2. Mutasi dokter pengajar tanpa koordinasi.
Beberapa dokter yang juga berperan sebagai pengajar di fakultas kedokteran dimutasi secara mendadak tanpa melibatkan institusi pendidikan. Hal ini dinilai merugikan dunia akademik.
3. Restrukturisasi rumah sakit pendidikan.
Perubahan struktur organisasi rumah sakit pendidikan yang tidak melibatkan institusi akademik dikhawatirkan akan merusak sinergi antara pendidikan dan pelayanan kesehatan.
Pernyataan ini tidak hanya datang dari FKUI, tetapi kemudian juga diikuti oleh kampus-kampus kedokteran lain di berbagai daerah. Semuanya menilai, ada kecenderungan intervensi berlebihan dari pemerintah dalam urusan yang selama ini menjadi domain keilmuan dan profesi.
---
Kemenkes Membalas: Demi Rakyat, Bukan Intervensi
Menanggapi kritik tersebut, Menteri Kesehatan tidak tinggal diam. Dalam pernyataan resminya, Kemenkes menyebut bahwa kolegium kini justru lebih independen, karena tidak lagi berada di bawah organisasi profesi, tetapi langsung bertanggung jawab kepada negara melalui KKI. Bahkan, mereka mengklaim proses pemilihan kolegium kini melibatkan lebih banyak unsur tenaga kesehatan dan lebih transparan.
Terkait mutasi dokter, Kemenkes menyebut hal itu merupakan bagian dari reformasi sistem kesehatan nasional. Mutasi dilakukan untuk pemerataan dan peningkatan layanan, bukan untuk melemahkan institusi pendidikan.
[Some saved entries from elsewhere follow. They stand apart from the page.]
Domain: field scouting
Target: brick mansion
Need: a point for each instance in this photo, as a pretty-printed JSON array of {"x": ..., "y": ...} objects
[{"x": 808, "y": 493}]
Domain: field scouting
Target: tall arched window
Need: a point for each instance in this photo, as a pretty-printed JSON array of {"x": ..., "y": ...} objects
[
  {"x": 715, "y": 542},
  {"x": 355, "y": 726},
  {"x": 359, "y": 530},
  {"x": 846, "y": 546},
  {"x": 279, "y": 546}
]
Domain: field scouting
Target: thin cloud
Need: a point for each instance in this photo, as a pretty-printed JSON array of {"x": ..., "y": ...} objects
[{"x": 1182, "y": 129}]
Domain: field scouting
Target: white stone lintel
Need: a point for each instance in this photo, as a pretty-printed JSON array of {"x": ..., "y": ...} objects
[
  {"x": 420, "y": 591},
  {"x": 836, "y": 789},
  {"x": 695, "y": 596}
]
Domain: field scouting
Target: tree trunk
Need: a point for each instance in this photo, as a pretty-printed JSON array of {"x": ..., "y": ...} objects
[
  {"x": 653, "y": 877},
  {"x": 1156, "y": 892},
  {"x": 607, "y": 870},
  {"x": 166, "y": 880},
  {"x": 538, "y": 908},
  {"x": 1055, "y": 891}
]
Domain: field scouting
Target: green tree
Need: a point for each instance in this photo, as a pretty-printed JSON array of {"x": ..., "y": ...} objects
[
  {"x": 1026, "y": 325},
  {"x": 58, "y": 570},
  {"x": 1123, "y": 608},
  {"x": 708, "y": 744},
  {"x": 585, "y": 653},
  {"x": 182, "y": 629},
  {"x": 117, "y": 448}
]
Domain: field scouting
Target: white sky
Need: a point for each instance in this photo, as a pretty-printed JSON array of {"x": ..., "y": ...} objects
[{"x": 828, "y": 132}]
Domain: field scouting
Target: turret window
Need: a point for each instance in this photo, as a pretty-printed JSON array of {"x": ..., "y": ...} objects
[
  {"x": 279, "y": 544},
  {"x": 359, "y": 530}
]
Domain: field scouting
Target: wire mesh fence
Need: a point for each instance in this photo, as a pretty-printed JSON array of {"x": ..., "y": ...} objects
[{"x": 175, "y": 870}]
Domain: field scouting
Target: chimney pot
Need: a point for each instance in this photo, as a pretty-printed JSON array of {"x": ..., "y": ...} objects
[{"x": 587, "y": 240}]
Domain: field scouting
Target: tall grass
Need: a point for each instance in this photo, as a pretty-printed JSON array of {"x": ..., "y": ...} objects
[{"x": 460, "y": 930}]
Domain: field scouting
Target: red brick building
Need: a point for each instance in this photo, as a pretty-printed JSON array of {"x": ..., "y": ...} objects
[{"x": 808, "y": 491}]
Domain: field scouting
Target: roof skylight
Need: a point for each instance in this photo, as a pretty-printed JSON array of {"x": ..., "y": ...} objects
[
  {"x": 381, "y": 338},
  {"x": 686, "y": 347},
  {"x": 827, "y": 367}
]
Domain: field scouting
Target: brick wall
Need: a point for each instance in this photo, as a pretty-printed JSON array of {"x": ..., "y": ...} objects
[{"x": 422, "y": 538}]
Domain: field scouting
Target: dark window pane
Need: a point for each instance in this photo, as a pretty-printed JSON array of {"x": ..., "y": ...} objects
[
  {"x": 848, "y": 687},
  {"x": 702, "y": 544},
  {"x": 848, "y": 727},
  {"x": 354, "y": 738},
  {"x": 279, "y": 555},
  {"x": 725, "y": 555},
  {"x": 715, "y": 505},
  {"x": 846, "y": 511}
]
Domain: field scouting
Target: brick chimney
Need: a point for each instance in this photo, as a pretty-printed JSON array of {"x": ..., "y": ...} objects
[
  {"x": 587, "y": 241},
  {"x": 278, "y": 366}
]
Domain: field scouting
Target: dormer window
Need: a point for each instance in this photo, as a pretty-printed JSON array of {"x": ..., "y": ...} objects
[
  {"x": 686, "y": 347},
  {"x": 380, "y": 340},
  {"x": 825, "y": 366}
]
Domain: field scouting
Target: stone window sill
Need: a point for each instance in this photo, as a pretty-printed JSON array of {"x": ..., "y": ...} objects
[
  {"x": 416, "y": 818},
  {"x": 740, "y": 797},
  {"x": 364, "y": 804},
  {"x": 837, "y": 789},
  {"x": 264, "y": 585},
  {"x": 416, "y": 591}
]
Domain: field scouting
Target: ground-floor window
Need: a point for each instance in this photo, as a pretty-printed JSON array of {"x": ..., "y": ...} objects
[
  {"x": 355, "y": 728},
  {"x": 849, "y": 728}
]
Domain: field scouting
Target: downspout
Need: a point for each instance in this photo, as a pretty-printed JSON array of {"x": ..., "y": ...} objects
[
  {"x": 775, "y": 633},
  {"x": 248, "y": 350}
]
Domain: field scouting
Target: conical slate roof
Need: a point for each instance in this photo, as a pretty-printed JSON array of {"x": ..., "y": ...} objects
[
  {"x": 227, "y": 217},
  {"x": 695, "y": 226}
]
Namun, tetap saja, perbedaan cara pandang ini menimbulkan gesekan. Kalangan akademisi merasa ruang mereka dikerdilkan, sementara pemerintah yakin bahwa intervensi ini justru untuk memperbaiki sistem.
---
Titik Temu yang Harus Dicari
Konflik ini sejatinya bukan hanya tentang siapa yang berwenang, tapi lebih dalam dari itu: soal arah pembangunan sistem kesehatan nasional. Di satu sisi, pemerintah ingin memperluas akses layanan kesehatan dan menjamin kualitas dokter yang merata di seluruh Indonesia. Di sisi lain, akademisi dan profesi ingin menjaga kualitas dan independensi pendidikan serta kompetensi medis.